Cappadocia: So Much More than Hot Air Balloons

Many people come to this area for just a couple of days, with the primary attraction being a ride in a hot air balloon. Now, one can certainly see the attraction of climbing into a wicker basket and lifting off at sunrise over an otherworldly landscape. The romance, the bucket-list box ticked, the celebratory champagne after an hour of serenity and magic in the company of at least 100 other balloons.

We very likely would have signed on but the price of romance and magic was just a tad out of reach. A ride is going for €380 per person, or CA $1142 for the two of us – for one hour.

Friends of ours had a horrific experience years ago, where a gust of wind grabbed their balloon, forced a hard landing and their basket skidded sideways across a potato field. Their sister balloon was not so lucky – it landed on rocks and the occupants had to go to hospital.

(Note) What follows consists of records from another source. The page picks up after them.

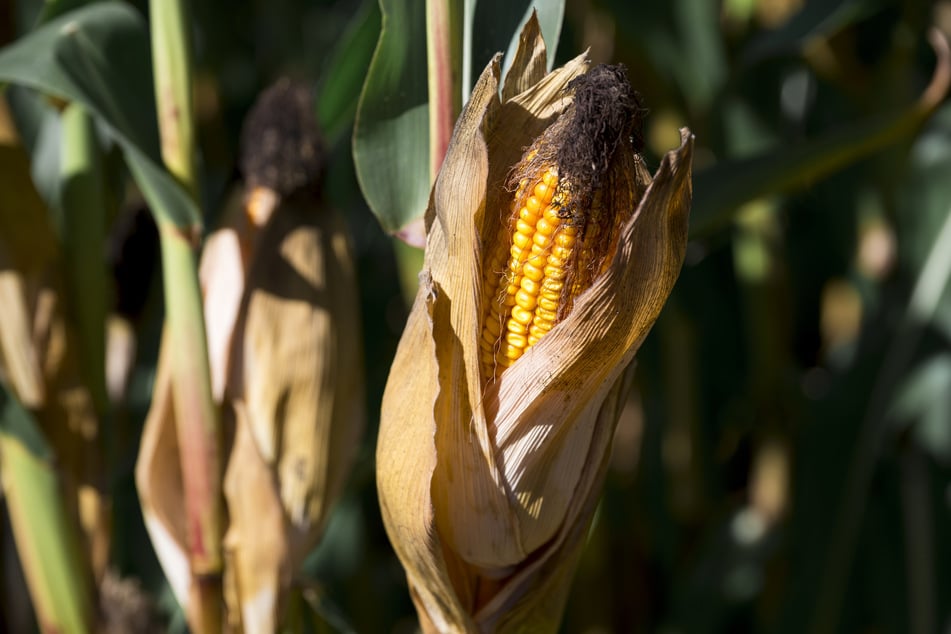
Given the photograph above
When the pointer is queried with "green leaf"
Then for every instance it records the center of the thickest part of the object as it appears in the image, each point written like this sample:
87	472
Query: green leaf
340	86
818	18
493	26
47	543
98	55
720	190
391	132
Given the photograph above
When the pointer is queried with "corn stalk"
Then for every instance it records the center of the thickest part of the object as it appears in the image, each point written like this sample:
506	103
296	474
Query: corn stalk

Now apparently the balloon pilots have rigorous training and their safety record is considered among the best in the world, but still. Terra firma.

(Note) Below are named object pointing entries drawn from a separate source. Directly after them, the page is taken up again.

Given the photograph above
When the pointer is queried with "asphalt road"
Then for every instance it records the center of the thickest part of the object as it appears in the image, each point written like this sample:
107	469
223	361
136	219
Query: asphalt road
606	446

We didn’t miss out on the magic entirely – every morning at 6:00, we would go up to our hotel’s rooftop terrace and watch the balloons soar overhead. One of the balloons came so close, we could wave at the occupants.

Apparently a number of the local residents consider the balloons both a blessing and a curse. A blessing because they bring lots of tourists and a curse because many of the tourists do not stay long enough to appreciate the beauty and grandeur of the area. It feels offensive to the Turks to have this unique part of Turkiye reduced to an amusement park.

The Cappadocia region covers the town of Goreme (where we stayed), Uschisar (a town close by) and several smaller towns that include the geology peculiar to the area – a geology that has been almost 400 million years in the making.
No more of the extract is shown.